Albert Einstein College of Medicine, USA
Title: Bone marrow-stem cell therapy for hemophilia A disease
Neelam Yadav has completed her PhD from Industrial Toxicology Research Centre, Lucknow and postdoctoral studies from Stem Cell Biology Laboratory of National Institute of Immunology (NII) New Delhi, India. She is Assistant Professor in Department of Biochemistry, at Dr. R.M.L. Avadh University, Faizabad, India. Dr. Neelam has published many papers in reputed international journals and filed one patent. She is Visiting Scientist in Department of Medicine, Albert Einstein College of Medicine, New York, USA, under Raman Fellowship Programme of University Grant Commission (UGC) New Delhi, Government of India.

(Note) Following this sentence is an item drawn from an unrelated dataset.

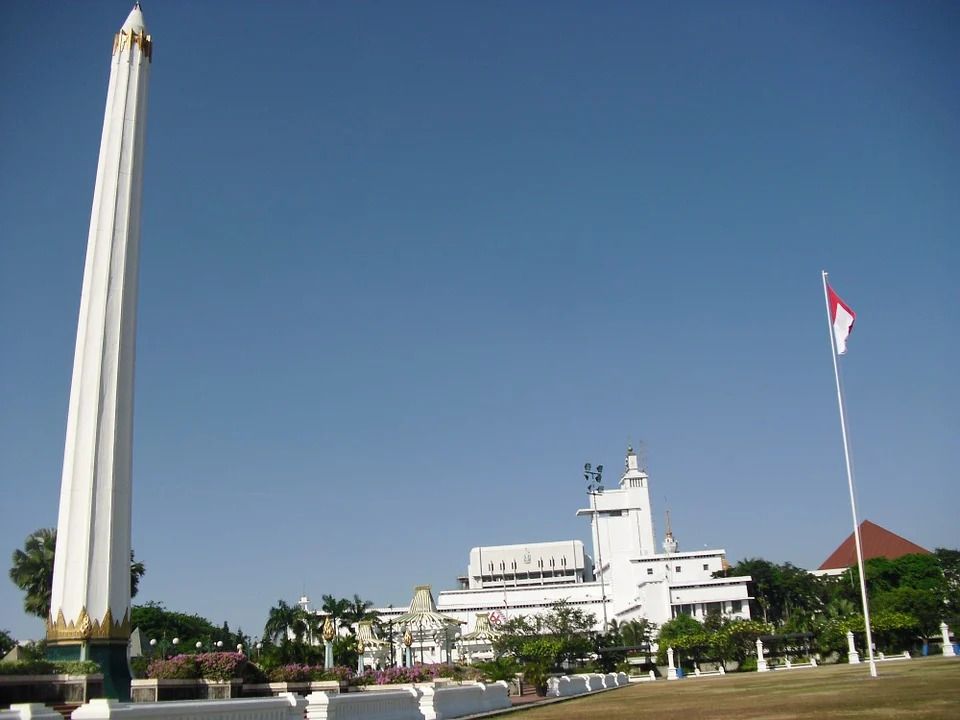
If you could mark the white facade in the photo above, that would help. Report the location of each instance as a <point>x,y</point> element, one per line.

Hemophilia A (HA) is caused by mutations within the Factor VIII (FVIII) gene, which leads to depleted protein production and inefficient blood clotting. The incidence of HA is 1 in 5,000 males, constituting about 80% of all hemophilia cases, and manifests in mild to severe disease, depending on the relative expression of functional FVIII. Current therapies include fixes-dose FVIII prophylaxis, factor VIII replacement therapies, and most recently, gene therapy. Several attempts at gene therapy have failed for various reasons-including immune rejection. Liver is the primary site of FVIII synthesis; however, the specific cell types responsible for its synthesis remain controversial. Several reports have demonstrated the capacity of bone marrow stem cells (BMSCs) to transdifferentiate in to hepatocytes and liver sinusoidal endothelial cells (LSECs). These finding created enormous interest because they uncovered a new property of BMCs and opened the possibility that these cells could be used in the treatment of liver injury and acute or chronic liver failure. We propose that the severity of the bleeding disorder could be ameliorated by partial replacement of mutated liver cells by healthy cells in HA mice. Our study showed that BM-derived hepatocytes and endothelial cells can synthesize FVIII in liver and correct bleeding phenotype in HA mice. Thus, BM- stem cell therapy is potential alternative approach to managing HA.